J’admirais de près une marguerite lorsque j’aperçu au loin un vieil homme assis sur un banc. Les épaules affaissées, il fixait le sol, perdu dans ses pensées. Ses mains ridées étaient posées sur une canne en bois qui avait perdu son lustre depuis probablement très longtemps. Il était seul, un livre fermé sur ses genoux.
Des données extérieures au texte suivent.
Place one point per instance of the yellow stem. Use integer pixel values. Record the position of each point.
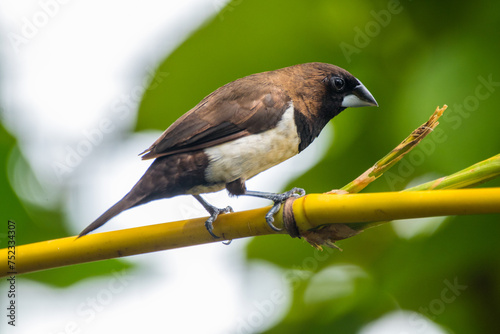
(310, 211)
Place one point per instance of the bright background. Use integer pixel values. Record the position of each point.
(87, 85)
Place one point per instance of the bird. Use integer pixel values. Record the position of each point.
(240, 130)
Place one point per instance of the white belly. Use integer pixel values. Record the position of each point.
(245, 157)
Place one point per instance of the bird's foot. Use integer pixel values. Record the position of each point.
(278, 199)
(214, 213)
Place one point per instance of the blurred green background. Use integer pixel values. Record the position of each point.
(412, 56)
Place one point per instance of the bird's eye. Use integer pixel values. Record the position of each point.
(338, 83)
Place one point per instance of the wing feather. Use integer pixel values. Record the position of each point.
(240, 108)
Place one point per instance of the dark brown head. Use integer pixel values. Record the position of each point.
(320, 92)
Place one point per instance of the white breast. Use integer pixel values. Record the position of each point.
(245, 157)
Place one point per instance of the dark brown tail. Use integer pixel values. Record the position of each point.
(125, 203)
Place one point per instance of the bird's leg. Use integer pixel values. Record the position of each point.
(278, 199)
(214, 213)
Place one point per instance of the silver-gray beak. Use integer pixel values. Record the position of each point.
(360, 97)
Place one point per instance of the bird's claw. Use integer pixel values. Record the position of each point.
(279, 199)
(214, 213)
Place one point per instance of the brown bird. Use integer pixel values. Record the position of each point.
(240, 130)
Je l’observais de loin. Les minutes passèrent, et il ne bougeait toujours pas. Je m’en approchais tout doucement pour ne pas le surprendre. J’avais envie de l’observer de plus près, et même de passer quelques temps avec lui. Il était toujours perdu dans ses souvenirs, le regard vide. Après une longue hésitation, je lui touchais délicatement la main. Sa main frémie. Il posa son regard sur moi. Je le sentais nerveux. Il posa lentement sa main sur son livre, ses yeux toujours rivés sur moi. Il leva doucement son livre et…vlan!!!
Ce fut le noir total. Ce fut la fin brève et violente de ma courte vie d’abeille.